During the past decade, lifestyle centers proliferated quickly. In 2001, lifestyle centers comprised 0.8 percent of total U.S. retail GLA, with 192 properties containing 49 million square feet, according to data compiled for ICSC by the CoStar Group, a Bethesda, Md.-based research firm. Today, lifestyle centers make up 1.77 percent of the retail universe, with 455 centers featuring 127.8 million square feet. While the amount of total shopping center space in the U.S. grew 18 percent during the past decade, to 7.2 billion square feet, the amount of lifestyle center space increased 161 percent.

Given the new market realities, however, roughly 40 percent of those centers might ultimately prove unviable and will have to be converted to other uses, says Jeff Green, president of Jeff Green Partners, a Mill Valley, Calif.-based real estate consulting firm.
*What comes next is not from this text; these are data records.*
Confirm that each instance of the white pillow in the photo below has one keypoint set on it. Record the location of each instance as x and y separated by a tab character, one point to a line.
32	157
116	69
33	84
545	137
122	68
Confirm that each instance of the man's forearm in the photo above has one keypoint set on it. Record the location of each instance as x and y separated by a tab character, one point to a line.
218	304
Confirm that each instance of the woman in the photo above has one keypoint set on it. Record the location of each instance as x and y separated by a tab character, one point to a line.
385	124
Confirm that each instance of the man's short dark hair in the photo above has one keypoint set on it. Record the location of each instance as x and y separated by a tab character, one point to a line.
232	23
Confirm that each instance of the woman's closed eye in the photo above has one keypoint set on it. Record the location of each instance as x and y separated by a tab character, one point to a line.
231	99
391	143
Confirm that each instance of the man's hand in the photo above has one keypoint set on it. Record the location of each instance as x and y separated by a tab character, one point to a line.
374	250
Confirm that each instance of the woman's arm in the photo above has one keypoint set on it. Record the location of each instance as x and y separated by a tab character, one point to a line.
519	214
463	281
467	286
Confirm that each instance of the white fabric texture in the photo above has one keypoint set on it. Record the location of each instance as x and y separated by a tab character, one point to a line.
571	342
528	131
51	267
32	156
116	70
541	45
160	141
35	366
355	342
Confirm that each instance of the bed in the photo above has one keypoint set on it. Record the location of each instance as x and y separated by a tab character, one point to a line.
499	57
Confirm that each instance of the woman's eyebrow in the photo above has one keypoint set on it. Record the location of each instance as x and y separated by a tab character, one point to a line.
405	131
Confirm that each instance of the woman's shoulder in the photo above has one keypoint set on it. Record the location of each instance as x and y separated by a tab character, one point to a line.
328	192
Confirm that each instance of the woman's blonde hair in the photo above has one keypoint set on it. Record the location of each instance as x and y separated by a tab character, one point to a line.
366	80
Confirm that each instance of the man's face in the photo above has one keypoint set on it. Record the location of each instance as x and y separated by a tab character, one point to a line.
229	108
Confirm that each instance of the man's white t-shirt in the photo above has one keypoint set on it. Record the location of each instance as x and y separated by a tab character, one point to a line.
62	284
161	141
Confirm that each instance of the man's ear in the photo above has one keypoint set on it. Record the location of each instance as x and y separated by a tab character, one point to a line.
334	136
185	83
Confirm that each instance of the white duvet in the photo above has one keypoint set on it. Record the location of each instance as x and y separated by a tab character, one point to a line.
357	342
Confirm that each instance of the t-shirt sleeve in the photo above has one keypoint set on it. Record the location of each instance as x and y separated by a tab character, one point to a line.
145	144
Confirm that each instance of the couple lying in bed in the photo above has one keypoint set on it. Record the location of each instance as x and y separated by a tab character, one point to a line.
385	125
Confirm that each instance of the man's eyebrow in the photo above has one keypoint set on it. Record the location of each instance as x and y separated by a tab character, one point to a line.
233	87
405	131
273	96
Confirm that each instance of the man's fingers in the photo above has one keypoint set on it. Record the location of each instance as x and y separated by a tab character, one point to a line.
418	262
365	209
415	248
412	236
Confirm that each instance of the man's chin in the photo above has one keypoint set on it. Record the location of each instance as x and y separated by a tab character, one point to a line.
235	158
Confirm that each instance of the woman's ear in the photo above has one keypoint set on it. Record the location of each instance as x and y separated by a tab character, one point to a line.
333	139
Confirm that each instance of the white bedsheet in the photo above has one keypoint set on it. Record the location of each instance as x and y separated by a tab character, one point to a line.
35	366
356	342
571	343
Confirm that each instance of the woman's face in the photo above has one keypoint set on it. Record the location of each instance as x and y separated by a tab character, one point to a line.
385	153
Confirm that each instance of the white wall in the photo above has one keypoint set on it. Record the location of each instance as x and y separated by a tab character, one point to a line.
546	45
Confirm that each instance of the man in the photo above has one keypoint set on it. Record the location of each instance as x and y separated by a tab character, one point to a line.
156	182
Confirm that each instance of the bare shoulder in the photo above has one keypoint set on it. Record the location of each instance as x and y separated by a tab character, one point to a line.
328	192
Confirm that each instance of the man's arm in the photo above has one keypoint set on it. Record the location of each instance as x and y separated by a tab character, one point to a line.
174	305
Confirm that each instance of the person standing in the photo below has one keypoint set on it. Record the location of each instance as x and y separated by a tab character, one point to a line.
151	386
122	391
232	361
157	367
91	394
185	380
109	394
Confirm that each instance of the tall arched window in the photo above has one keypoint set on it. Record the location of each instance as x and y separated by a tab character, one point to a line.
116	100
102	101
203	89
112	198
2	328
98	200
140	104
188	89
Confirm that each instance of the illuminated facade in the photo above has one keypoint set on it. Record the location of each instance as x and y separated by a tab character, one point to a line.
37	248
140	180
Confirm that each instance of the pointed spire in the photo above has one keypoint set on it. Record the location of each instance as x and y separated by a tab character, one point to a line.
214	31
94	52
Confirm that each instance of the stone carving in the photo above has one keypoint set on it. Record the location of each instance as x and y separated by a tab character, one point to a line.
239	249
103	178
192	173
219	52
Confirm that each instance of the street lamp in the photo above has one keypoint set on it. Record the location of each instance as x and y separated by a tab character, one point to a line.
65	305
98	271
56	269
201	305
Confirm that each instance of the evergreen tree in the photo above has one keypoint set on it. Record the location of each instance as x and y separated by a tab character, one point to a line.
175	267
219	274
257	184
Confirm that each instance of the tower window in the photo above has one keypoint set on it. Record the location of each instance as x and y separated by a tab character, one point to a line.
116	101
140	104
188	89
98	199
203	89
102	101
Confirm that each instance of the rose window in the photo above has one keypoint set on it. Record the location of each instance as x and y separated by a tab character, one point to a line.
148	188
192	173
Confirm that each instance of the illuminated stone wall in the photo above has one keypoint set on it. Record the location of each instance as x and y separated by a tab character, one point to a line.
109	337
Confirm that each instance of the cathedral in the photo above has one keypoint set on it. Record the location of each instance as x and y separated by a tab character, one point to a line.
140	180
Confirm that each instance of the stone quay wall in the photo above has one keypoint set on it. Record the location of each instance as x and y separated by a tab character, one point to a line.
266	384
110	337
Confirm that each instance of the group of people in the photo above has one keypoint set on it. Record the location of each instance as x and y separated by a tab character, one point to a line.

Because lifestyle centers rely primarily on high-end, discretionary tenants they need to be located in markets with appropriate demographics and draw from a wide trade area in order to deliver positive NOI, Green notes. Many of the centers that came on line in the past few years did not meet the criteria. In addition, many lifestyle center developers devoted all of their space to traditional in-line tenants and dispensed with traditional anchors that would bring in the needed shopper traffic day-to-day. This strategy made sense during the boom years, when a line-up of solid specialty retailers was still attractive to consumers. In a recession, however, people have needed more of a reason to visit lifestyle properties.